You wouldn't still carry data around on a floppy disk, or use a fax machine to send your boss a P&L update. Yet you might still find some companies today trying to understand and improve business processes by mapping out stakeholders’ impressions with a pen and some sticky notes.
While this process mapping method isn’t totally extinct, most businesses have realized it can’t capture the complexity of their operational landscapes. As companies have grown their global footprints and their operations have entered the digital transformation era, data has been migrated to the cloud, tech stacks have ballooned, and information has been scattered across disconnected systems and teams in every time zone.
Then along came process mining – and with it an alternative to static, imprecise, single-point-in-time snapshots of how business processes run. By extracting timestamped data from event logs in your source systems (sending an invoice or shipping an order, for example), then constructing it into a process model featuring tasks, steps, and interactions, process mining technology provides an objective, accurate view of business operations.

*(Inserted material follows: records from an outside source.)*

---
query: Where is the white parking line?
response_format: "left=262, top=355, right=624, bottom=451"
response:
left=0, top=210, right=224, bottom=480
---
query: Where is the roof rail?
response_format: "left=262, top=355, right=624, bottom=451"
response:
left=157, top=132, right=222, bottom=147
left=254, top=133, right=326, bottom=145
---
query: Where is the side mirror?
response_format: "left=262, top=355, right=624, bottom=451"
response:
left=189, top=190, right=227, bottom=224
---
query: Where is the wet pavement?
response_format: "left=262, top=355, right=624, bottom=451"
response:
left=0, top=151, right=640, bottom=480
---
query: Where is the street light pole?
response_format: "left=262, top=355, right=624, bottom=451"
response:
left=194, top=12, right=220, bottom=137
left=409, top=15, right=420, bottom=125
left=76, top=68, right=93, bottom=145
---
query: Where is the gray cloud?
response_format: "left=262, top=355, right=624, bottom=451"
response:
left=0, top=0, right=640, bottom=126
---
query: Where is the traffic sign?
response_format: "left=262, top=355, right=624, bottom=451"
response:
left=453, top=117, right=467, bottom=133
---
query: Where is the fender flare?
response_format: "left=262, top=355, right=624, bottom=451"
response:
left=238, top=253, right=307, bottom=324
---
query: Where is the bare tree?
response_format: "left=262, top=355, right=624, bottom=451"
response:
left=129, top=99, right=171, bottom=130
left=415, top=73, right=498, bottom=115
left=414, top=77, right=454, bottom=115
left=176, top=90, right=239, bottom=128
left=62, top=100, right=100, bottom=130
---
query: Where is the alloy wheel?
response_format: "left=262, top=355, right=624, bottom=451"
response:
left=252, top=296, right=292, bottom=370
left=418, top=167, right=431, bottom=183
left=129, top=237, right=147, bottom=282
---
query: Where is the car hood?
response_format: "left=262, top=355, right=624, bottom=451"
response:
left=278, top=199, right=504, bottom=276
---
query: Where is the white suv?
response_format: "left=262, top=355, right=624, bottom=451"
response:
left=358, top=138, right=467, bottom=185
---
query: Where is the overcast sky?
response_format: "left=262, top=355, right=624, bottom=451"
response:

Pretty powerful stuff. But even a process improvement technique as advanced as process mining isn’t immune to the march of progress.
The rise of AI has upgraded process mining into technology that can enrich the data it models and consolidates with predictive analytics, insights, and recommendations. Let’s unpack what AI brings to the process mining party.
What’s the difference between process mining and AI-enhanced process mining?
Traditional process mining techniques remain a great way of kickstarting businesses’ process improvement journey with valuable insights into where inefficiencies lie. The technology primarily focuses on process discovery and modeling, giving organizations crucial, real-time visibility into their actual process effectiveness.
But process mining isn’t about re-orientation or redesign for kicks – it helps clarify and smooth out pinchpoints and bottlenecks right at the root cause. That’s everything from optimizing on-time delivery rates and improving customer satisfaction, to mitigating supply chain risks, boosting working capital, minimizing operational costs, increasing automation, and reducing customer churn.
When you use a process mining platform that’s system-agnostic, you don’t have to worry about whether the technology will be able to extract all your business process data. APIs and pre-built connectors take care of that, so process mining is free to get to work digging through your company’s tech stack.
But enough about standard process mining. AI-enhanced process mining is a significant step up from merely understanding and visualizing your process data. This technology lowers the burden on business teams by making real-time, data-driven assessments that uncover how to enhance process efficiency and how to make better decisions with existing processes.
In other words, AI-enhanced process mining doesn’t just give you a high-powered magnifying glass to inspect the state of your existing processes. It also gives you your very own Sherlock Holmes by helping you make sense of the data in front of you, find clues about what’s stopping processes from working, and string those contextual clues together to form recommended solutions.